I suspect the reason for the poor reputation of some of the lenses probably comes from the late 1970s and 80s, when the collapsing Soviet block was desperate for Western currency. Lots of manufactured goods were churned out with little regard for quality control and it seems at a price that had little relation to the manufacturing costs in many cases (Kiev 60! Kiev 88!). Hence lots of very cheap but poor quality goods flooding the market and trashing the reputation of anything manufactured on the wrong side of the iron curtain.
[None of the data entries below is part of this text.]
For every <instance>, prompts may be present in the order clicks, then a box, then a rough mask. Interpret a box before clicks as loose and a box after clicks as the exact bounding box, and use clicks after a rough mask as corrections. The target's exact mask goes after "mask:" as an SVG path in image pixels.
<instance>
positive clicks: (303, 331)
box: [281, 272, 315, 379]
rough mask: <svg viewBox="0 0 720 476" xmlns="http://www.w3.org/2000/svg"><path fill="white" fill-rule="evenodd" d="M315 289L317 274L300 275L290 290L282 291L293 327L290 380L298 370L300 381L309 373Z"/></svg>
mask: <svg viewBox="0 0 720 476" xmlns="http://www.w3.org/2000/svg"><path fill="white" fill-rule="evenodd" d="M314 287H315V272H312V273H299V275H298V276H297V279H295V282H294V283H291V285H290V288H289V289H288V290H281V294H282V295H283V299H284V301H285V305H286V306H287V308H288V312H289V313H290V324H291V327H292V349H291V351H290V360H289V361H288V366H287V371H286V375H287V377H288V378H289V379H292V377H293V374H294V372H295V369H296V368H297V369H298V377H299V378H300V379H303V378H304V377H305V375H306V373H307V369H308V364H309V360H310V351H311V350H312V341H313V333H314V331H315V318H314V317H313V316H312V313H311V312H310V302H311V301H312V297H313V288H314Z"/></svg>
Consequently - I think CZ Jena lenses are often over hyped by those who like brand names - but equally over criticized by those who don't rate Soviet technology! I do take the point, though, that a Carl Zeiss Jena 135mm telephoto (i.e a Sonnar) will fetch about five times the price of a Pentacon 135 mm lens (i.e: exactly the same lens, after CZJ lost the right to use the brand name). Such is the power of brand names....

Maybe the moral is - buy Pentacon lenses in preference to CZJ whenever you can - yes, the lubricants may be dried up and the diaphragms a little sticky, but they can be easily serviced and you will get a lot of lens for very little money.